14. This answer to the first question that arises means that the appeals must succeed. I will nevertheless consider the second question also. The second question relates to the lack of a licence on the material day. The fact that there was no licence and that (if this were the case, which the VO contests) no licence could have been obtained because RBNB was the owner is not a matter that can affect the valuation. The reason for this, as the VO correctly argues, is that the hereditament must be assumed to be vacant and available to be let by a hypothetical landlord to a hypothetical tenant. Such inhibition as attached to RBNB would not have attached to another hypothetical landlord or hypothetical tenant. A licence could have been obtained by some other operator, so that the inhibition that existed while RBNB remained the owner would not have affected the rent on which agreement would have been reached on the rating hypothesis. (It may also be that by the material day, as the VO suggests, the police objection to the grant of a licence had been lifted, but this was not accepted on behalf of the respondent, and the VO has not advanced evidence to prove that this was the case.) The VT was thus in error in valuing each hereditament as a public house without a licence.

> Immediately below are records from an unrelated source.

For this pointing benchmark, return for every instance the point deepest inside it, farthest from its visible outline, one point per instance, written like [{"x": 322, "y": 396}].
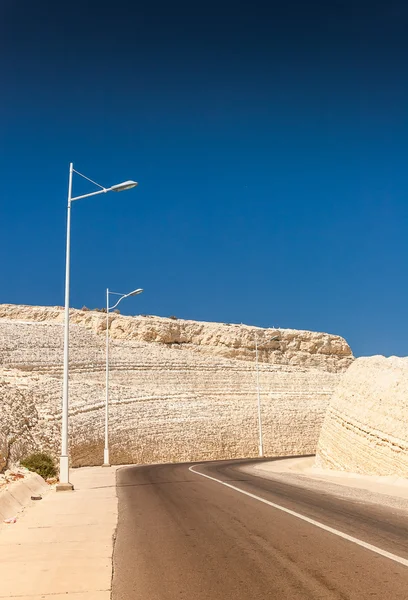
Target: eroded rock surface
[
  {"x": 365, "y": 429},
  {"x": 180, "y": 390}
]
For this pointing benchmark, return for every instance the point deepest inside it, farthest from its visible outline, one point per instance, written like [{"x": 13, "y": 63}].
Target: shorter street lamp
[
  {"x": 106, "y": 462},
  {"x": 274, "y": 339}
]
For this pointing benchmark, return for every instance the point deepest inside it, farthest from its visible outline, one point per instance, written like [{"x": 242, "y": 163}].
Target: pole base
[{"x": 64, "y": 487}]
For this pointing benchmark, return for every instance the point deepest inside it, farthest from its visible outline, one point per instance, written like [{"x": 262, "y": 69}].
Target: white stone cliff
[
  {"x": 366, "y": 426},
  {"x": 180, "y": 390}
]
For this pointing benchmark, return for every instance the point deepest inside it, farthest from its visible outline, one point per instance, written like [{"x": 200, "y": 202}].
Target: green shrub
[{"x": 40, "y": 463}]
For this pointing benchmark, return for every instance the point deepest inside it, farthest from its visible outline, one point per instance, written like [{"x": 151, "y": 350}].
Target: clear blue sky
[{"x": 270, "y": 140}]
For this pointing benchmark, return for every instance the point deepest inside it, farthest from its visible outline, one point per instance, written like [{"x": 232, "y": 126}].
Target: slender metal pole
[
  {"x": 106, "y": 462},
  {"x": 64, "y": 465},
  {"x": 259, "y": 399}
]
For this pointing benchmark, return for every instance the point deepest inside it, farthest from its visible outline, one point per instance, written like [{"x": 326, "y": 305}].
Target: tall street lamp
[
  {"x": 274, "y": 339},
  {"x": 106, "y": 462},
  {"x": 64, "y": 483}
]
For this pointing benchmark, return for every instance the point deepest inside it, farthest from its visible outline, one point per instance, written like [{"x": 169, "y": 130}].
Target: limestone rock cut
[
  {"x": 179, "y": 390},
  {"x": 366, "y": 426}
]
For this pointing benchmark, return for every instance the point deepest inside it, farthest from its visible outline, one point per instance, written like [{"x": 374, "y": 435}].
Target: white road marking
[{"x": 350, "y": 538}]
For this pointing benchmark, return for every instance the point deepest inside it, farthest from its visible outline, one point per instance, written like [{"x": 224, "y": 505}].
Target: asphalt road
[{"x": 182, "y": 536}]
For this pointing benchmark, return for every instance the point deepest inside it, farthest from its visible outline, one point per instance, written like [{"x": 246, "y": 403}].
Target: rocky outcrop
[
  {"x": 180, "y": 390},
  {"x": 366, "y": 426}
]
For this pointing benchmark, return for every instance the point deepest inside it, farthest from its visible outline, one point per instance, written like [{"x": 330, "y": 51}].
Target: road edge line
[{"x": 350, "y": 538}]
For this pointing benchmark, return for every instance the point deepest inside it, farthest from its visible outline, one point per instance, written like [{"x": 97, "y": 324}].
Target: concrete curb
[{"x": 17, "y": 495}]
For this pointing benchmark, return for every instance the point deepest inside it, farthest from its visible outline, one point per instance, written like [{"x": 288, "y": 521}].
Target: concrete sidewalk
[{"x": 62, "y": 546}]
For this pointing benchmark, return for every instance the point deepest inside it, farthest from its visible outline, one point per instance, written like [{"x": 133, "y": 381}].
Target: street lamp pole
[
  {"x": 64, "y": 468},
  {"x": 64, "y": 483},
  {"x": 259, "y": 399},
  {"x": 258, "y": 391},
  {"x": 106, "y": 462}
]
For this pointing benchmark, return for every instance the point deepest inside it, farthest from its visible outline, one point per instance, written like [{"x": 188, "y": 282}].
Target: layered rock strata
[
  {"x": 366, "y": 427},
  {"x": 180, "y": 390}
]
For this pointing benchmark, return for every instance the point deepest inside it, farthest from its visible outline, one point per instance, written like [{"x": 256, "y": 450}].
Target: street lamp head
[
  {"x": 135, "y": 292},
  {"x": 126, "y": 185}
]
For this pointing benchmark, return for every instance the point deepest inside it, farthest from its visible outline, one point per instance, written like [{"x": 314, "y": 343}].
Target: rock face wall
[
  {"x": 180, "y": 390},
  {"x": 366, "y": 426}
]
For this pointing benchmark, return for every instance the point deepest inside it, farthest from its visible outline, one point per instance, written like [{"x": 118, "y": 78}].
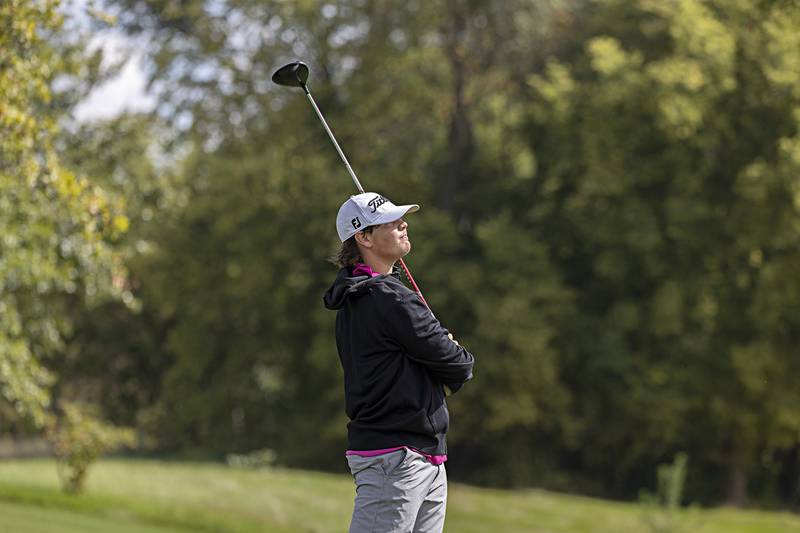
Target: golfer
[{"x": 399, "y": 363}]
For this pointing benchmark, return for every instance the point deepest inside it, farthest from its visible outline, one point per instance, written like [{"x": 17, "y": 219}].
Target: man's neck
[{"x": 379, "y": 266}]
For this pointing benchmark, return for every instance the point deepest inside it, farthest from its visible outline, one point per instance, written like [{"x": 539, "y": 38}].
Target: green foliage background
[{"x": 610, "y": 222}]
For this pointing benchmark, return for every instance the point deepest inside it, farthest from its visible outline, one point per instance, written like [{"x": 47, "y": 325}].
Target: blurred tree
[
  {"x": 610, "y": 216},
  {"x": 672, "y": 142},
  {"x": 54, "y": 225}
]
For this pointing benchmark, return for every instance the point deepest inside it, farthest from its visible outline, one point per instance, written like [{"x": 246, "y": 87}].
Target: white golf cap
[{"x": 368, "y": 209}]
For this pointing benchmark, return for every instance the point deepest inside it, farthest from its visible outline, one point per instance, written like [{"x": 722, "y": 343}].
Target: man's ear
[{"x": 364, "y": 239}]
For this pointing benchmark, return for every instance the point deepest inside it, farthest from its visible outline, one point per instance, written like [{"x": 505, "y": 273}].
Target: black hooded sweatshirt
[{"x": 396, "y": 358}]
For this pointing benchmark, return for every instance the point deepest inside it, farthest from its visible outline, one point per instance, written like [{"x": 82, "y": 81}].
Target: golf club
[{"x": 295, "y": 74}]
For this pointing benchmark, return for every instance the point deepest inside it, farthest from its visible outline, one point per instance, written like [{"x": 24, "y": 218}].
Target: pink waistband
[{"x": 433, "y": 459}]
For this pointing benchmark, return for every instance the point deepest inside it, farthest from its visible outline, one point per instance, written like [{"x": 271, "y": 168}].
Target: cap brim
[{"x": 395, "y": 213}]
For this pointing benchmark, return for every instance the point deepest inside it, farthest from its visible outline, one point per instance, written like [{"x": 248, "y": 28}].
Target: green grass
[{"x": 159, "y": 497}]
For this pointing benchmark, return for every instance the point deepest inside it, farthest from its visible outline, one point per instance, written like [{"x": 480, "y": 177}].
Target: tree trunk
[{"x": 737, "y": 483}]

15. My conclusion, therefore, is that these appeals must be allowed. The entries in the list that appeared before the VT’s decision must be restored. As far as costs are concerned, Mr Forsdick and Mr Edwards agreed that these should follow the event subject to the orders already made on costs at pre-trial reviews held on 16 February 2006 and 16 October 2006. Accordingly, subject to those earlier orders, the respondent must pay the appellant’s costs of the appeal, such costs if not agreed to be the subject of detailed assessment by the Registrar on the standard basis.